Ramadhan juga menjadi media latihan untuk kita agar lebih kuat, ibarat dalam militer ada simulasi perang yang disiapkan agar prajurit bisa lebih siap ketika menghadapi peperangan yang sesungguhnya. Pun, dengan ramadhan, kita dilatih agar hati kita bersih, stay on the track di jalan kebaikan, mengisi semua aktivitas dalam satu bulan penuh dengan hal-hal baik, setan pun dibelenggu sehingga tidak bisa menganggu kita selama ramadhan. Sampai nanti di syawal inshaallah kita menjadi pribadi yang fitrah, suci, dan lebih kuat dalam menghadapi godaan setan yang terkutuk. Maka jadikanlah ramadhan sebagai momen melatih diri agar keimanan menjadi lebih kuat dan kuat lagi sehingga dorongan untuk berbuat dosa menjadi lemah.

3. Kisah Thalut melawan Jalut, Surat Al Baqarah 246-252.
Setelah wafatnya nabi Musa a.s. Orang-orang bani israil tercerai berai, ditambah dengan penindasan yang dilakukan oleh raja Jalut terhadap mereka. Hingga bani israil meminta kepada nabi mereka seorang raja baru, dan Allah menunjuk Thalut sebagai raja (Al Baqarah 247) yang mana Thalut hanyalah orang biasa yang tiada memiliki kekayaan yang cukup banyak.

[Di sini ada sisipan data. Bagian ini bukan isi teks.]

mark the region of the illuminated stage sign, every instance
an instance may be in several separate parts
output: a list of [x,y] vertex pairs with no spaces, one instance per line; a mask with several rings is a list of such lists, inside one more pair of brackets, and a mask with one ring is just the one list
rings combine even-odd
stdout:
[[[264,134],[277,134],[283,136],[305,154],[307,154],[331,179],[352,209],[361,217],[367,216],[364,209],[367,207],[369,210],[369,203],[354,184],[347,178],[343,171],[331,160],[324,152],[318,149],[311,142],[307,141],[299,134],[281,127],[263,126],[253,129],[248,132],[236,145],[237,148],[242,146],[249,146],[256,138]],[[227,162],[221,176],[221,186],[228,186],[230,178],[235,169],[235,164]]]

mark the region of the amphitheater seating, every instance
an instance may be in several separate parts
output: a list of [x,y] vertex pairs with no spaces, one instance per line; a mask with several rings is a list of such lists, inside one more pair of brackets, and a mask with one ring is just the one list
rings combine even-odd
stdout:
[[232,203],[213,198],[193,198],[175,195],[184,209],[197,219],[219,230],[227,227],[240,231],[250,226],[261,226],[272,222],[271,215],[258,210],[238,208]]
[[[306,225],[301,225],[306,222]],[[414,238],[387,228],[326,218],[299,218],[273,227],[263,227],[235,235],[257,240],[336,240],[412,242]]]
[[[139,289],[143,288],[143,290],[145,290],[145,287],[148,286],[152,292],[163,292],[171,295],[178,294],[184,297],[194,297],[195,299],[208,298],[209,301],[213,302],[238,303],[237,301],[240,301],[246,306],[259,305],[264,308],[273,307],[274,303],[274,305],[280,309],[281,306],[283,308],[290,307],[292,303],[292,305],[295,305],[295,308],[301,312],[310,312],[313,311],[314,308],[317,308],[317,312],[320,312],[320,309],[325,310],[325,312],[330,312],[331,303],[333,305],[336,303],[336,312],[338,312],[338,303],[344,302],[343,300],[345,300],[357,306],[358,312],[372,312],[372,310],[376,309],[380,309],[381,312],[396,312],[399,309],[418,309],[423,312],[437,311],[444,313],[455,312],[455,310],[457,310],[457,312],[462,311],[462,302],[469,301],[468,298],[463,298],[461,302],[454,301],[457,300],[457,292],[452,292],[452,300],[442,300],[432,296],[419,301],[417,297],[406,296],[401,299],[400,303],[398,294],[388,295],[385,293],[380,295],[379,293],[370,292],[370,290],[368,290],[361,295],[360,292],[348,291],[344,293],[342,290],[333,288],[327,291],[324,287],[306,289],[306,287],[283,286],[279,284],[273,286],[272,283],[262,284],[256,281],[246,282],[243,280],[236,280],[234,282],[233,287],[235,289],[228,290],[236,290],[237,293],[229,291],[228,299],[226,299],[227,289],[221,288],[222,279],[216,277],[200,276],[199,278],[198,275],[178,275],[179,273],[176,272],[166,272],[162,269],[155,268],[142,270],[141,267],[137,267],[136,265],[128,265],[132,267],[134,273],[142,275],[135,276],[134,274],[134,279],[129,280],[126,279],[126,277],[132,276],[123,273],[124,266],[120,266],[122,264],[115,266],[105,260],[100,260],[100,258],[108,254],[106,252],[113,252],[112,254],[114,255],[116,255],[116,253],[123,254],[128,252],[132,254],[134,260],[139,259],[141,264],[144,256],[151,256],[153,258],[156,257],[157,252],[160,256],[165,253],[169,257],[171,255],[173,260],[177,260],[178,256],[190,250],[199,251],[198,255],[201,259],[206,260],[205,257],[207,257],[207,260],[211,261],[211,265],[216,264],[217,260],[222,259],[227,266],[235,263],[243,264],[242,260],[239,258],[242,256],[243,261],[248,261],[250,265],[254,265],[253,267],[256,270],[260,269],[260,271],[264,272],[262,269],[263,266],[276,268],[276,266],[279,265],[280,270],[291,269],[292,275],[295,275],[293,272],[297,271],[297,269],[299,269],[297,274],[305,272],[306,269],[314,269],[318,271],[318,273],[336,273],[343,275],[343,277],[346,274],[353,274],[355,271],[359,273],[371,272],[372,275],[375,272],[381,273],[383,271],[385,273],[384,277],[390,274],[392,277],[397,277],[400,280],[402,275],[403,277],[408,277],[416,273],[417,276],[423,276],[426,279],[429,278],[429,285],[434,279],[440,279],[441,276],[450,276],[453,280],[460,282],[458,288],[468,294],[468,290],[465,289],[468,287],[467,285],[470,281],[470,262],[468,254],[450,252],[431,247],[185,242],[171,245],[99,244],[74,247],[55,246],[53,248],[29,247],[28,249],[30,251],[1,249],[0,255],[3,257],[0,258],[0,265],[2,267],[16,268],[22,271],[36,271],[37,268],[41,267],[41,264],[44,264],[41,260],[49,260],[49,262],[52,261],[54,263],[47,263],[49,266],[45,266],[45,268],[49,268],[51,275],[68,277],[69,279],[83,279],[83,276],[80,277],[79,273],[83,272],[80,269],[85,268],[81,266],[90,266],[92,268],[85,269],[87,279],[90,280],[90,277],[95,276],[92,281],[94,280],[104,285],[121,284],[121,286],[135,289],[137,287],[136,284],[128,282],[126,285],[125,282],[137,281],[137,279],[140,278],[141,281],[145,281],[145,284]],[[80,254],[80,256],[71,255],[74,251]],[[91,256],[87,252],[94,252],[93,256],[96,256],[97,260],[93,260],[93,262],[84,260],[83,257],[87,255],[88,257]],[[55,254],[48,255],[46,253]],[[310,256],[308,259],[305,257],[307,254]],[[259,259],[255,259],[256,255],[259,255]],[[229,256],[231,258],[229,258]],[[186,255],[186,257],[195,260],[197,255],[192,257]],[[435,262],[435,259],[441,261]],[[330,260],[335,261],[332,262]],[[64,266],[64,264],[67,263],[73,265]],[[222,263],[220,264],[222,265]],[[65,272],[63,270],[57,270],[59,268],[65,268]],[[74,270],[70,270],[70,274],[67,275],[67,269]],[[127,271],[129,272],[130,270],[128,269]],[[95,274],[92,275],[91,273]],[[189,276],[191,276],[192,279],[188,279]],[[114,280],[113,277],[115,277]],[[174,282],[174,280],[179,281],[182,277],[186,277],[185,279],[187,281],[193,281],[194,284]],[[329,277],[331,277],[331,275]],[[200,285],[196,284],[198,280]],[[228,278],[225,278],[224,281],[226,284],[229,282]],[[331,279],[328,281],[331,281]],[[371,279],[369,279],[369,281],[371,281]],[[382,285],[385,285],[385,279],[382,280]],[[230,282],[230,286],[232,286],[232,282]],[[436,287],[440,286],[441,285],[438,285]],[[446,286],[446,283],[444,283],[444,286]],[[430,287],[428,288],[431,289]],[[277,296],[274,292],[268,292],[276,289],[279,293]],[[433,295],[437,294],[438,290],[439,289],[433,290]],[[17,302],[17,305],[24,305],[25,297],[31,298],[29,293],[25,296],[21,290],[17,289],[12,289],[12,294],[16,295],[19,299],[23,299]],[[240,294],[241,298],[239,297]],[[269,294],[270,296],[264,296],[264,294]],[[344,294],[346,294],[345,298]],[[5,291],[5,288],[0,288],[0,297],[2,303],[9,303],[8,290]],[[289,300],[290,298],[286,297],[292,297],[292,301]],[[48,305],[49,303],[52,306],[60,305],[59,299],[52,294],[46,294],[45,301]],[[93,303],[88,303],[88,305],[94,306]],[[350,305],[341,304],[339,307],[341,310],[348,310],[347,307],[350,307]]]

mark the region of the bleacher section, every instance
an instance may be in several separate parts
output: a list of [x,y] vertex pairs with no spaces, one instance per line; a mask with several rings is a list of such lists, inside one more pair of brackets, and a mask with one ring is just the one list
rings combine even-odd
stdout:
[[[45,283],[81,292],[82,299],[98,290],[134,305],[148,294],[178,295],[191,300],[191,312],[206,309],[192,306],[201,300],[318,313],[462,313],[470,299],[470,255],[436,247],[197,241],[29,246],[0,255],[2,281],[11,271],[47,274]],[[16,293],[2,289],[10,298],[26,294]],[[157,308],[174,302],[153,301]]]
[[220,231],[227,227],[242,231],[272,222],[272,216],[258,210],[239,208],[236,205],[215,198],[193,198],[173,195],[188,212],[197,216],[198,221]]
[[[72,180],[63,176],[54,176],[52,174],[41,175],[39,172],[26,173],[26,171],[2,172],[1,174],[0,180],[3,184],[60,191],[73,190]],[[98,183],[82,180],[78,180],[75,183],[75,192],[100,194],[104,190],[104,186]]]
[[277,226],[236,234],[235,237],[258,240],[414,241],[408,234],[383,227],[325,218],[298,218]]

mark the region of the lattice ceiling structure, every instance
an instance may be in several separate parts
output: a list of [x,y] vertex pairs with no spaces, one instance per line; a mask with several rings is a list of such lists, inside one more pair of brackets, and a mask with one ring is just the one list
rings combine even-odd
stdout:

وَقَالَ لَهُمْ نَبِيُّهُمْ إِنَّ ٱللَّهَ قَدْ بَعَثَ لَكُمْ طَالُوتَ مَلِكًا ۚ قَالُوٓا۟ أَنَّىٰ يَكُونُ لَهُ ٱلْمُلْكُ عَلَيْنَا وَنَحْنُ أَحَقُّ بِٱلْمُلْكِ مِنْهُ وَلَمْ يُؤْتَ سَعَةً مِّنَ ٱلْمَالِ ۚ قَالَ إِنَّ ٱللَّهَ ٱصْطَفَىٰهُ عَلَيْكُمْ وَزَادَهُۥ بَسْطَةً فِى ٱلْعِلْمِ وَٱلْجِسْمِ ۖ وَٱللَّهُ يُؤْتِى مُلْكَهُۥ مَن يَشَآءُ ۚ وَٱللَّهُ وَٰسِعٌ عَلِيمٌ

Artinya: Nabi mereka mengatakan kepada mereka: “Sesungguhnya Allah telah mengangkat Thalut menjadi rajamu”. Mereka menjawab: “Bagaimana Thalut memerintah kami, padahal kami lebih berhak mengendalikan pemerintahan daripadanya, sedang diapun tidak diberi kekayaan yang cukup banyak?” Nabi (mereka) berkata: “Sesungguhnya Allah telah memilih rajamu dan menganugerahinya ilmu yang luas dan tubuh yang perkasa”. Allah memberikan pemerintahan kepada siapa yang dikehendaki-Nya. Dan Allah Maha Luas pemberian-Nya lagi Maha Mengetahui. (QS: Al Baqarah – 247)

Thalut diangkat menjadi raja oleh bani israil dan dibekali pasukan yang cukup banyak yang siap berperang melawan pasukan Jalut, dalam perjalanan panjang pasukan ini diperintah untuk tidak minum sampai pada sebuah mata air yang ditentukan. Sampailah mereka pada mata air tersebut, mata air yang indah dan menyejukkan, Raja Thalut kembali memberi perintah bahwasanya mereka hanya boleh meminum air sebagai penghilang dahaga, tidak boleh berlebih-lebihan, disinilah kepatuhan pasukan Thalut diuji, ternyata hanya sebagian kecil yang patuh sedangkan sebagian besar berlebih-lebihan dalam meminum air tersebut.

Akhirnya Thalut hanya mengandalkan pasukan yang sedikit tadi, pasukan yang patuh dan setia kepada perintah Thalut, disini termasuk (nabi) Daud muda yang saat itu masih remaja dengan tubuh kecilnya. Sampainya dimedan peperangan dengan pasukan yang sedikit tadi, tentunya mereka diremehkan oleh pasukan Jalut, sampai Jalut yang bertubuh besar pun mengajak diantara mereka untuk berduel, dan Daud muda menerima tantangan Jalut, meski terlihat tidak setara, tapi atas izin Allah (nabi) Daud berhasil membunuh Jhalut, dan kemenangan pun dibawa oleh pihak Raja Thalut (kelompok bani israil). Peristiwa ini mengajarkan kita bahwasanya kuantitas tak selamanya menjamin, tapi kualitas lah yang lebih membuktikan/menjanjikan sebuah kemenangan, bagaimana pasukan yang hanya sedikit namun setia dan taat pada arahan pemimpinnya yang juga taat kepada perintah Allah swt, atas izin Allah swt mereka bisa menang dalam perang melawan kekuatan besar pada masanya. Setelah itu kepemimpinan Raja Thalut diteruskan oleh Daud, dan beberapa waktu kemudian Daud mendapat wahyu dari Allah swt dan melanjutkan peran-peran kenabian (menjadi Nabi).